The main Walking Dead roles feature Sheriff Lincoln (Dave Sheridan) and his son Chris (Mason Dakota Galyon). Lincoln constantly calls his son “Cawwwrll” in an over accentuate voice,” clearly a poke at Andrew Lincoln’s “southern accent”. Both characters are cartoonish and ridiculous. While Sheridan’s heightened and over-the-top impersonation of Sheriff Rick Grimes is funny, it is Galyon who nails it as the bratty, foul-mouthed Chris, getting most of the film’s best lines, like “Get over to the bar and help yourself to a big fat bowl of shut the fuck up.” and “Nobody pays top dollar to see a one boobed stripper.”
Troy Ogletree, plays Romeo in a send up of the Nicholas Hoult role in Warm Bodies. Though Ogletree has the “R” routine down, he is only mildly amusing. This is no fault of his own, it’s just that he barely gets any funny lines, which is a shame since his impersonation as well as his voice over is dead on (pun intended).

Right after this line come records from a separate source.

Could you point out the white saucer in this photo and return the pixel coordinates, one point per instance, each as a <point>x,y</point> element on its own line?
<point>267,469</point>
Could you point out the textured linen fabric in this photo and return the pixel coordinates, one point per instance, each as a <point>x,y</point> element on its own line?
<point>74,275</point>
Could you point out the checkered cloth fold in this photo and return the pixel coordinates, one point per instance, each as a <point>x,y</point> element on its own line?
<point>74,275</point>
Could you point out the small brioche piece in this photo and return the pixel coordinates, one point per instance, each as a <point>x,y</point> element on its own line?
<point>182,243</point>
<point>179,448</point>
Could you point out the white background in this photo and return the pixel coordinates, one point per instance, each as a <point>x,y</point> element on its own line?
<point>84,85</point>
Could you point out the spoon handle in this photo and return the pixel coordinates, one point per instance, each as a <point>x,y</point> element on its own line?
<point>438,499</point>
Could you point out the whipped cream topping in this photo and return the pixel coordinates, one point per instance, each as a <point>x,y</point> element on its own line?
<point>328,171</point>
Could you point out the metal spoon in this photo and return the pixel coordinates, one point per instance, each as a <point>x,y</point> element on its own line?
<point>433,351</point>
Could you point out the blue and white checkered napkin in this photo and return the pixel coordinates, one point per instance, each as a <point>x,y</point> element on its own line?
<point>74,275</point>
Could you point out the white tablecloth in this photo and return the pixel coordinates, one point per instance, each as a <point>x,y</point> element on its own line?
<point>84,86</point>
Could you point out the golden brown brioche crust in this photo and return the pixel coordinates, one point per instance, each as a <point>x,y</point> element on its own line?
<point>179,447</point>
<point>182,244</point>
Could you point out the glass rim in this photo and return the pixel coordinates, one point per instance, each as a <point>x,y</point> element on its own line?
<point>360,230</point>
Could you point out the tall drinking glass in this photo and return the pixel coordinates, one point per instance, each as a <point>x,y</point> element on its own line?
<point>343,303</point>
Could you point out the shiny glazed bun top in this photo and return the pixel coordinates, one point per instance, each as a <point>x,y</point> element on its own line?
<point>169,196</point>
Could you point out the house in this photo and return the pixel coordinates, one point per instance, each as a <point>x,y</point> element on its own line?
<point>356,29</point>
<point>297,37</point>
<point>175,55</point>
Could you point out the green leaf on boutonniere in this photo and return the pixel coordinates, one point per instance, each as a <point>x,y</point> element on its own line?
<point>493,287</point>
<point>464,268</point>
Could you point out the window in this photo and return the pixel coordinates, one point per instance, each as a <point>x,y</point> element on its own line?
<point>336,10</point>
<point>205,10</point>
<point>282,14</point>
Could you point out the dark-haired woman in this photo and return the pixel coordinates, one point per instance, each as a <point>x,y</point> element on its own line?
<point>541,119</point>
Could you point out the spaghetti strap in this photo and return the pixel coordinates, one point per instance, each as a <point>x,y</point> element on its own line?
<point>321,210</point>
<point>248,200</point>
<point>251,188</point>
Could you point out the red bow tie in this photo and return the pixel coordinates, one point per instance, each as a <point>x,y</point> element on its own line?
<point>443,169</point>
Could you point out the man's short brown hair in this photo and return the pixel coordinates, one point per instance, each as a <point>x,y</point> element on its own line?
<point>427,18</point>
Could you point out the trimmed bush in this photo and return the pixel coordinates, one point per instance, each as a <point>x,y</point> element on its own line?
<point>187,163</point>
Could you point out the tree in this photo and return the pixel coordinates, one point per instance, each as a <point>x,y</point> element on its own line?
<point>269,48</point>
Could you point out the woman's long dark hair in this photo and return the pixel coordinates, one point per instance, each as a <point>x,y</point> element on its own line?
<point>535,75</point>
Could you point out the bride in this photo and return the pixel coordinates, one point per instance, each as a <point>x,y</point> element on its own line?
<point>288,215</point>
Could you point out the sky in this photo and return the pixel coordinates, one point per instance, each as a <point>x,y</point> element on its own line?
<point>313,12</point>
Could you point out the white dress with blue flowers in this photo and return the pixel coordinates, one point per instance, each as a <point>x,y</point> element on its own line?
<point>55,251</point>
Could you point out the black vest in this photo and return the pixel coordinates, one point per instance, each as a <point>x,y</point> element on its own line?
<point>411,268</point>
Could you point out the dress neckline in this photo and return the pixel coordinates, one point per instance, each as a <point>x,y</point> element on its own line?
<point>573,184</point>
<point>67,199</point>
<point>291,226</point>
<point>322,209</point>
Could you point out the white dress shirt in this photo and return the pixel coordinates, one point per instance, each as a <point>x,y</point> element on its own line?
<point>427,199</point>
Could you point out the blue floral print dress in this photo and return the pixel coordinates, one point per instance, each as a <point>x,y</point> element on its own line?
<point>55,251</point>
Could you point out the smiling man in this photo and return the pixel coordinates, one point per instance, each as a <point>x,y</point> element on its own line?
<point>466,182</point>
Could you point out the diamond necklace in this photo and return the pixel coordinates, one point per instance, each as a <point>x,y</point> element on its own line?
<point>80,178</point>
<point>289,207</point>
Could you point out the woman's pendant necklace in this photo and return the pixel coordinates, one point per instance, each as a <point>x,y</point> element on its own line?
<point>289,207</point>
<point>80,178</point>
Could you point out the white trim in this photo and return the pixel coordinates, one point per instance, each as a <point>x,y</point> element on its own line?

In the two main male Zombieland roles are Joey Oglesby as Chicago and Tim Ogletree as Green Bay. Oglesby gives a fine subdued yet funny performance as the “Tallahassee” character, which counters Harrelson’s more intense portrayal. On the opposite side of the scale, Ogletree goes full out annoying in his role, sometimes funny but mostly just irritating to the Nth degree. I really had wished it was Green Bay that had died in the film instead of… Oops, no spoilers.
As for the supporting cast, most do a fine job with the limited character development and jokes that are given to them. However, one does shine brighter than the others and that is Andrew Pozza, who portrays Darnell. His deadpan version of the Walking Dead‘s Darrell is truly funny, as Pozza wields his toy crossbow with benign inaccuracy, while mocking Darrell’s signature character moves with comedic accuracy.
The Walking Deceased falters at times trying to be too clever and too outrageous. However, when they filmmakers get it right, it’s spot on. Could it have been better? Sure. It is atrocious? Certainly not. And it is certainly worth the watch considering the excellent production values for such a low budget film.
The Walking Deceased
Directed by Scott Dow
Screenplay by Tim Ogletree
Cast: Tim Ogletree, Joey Oglesby, Dave Sheridan, Troy Ogletree, Sophie Taylor Ali, Danielle Garcia, Andrew Pozza, Dave Sheridan, Mason Dakota Galyon
Run Time: 88 minutes
Release Date: In US theaters now and on VOD. On DVD April 21.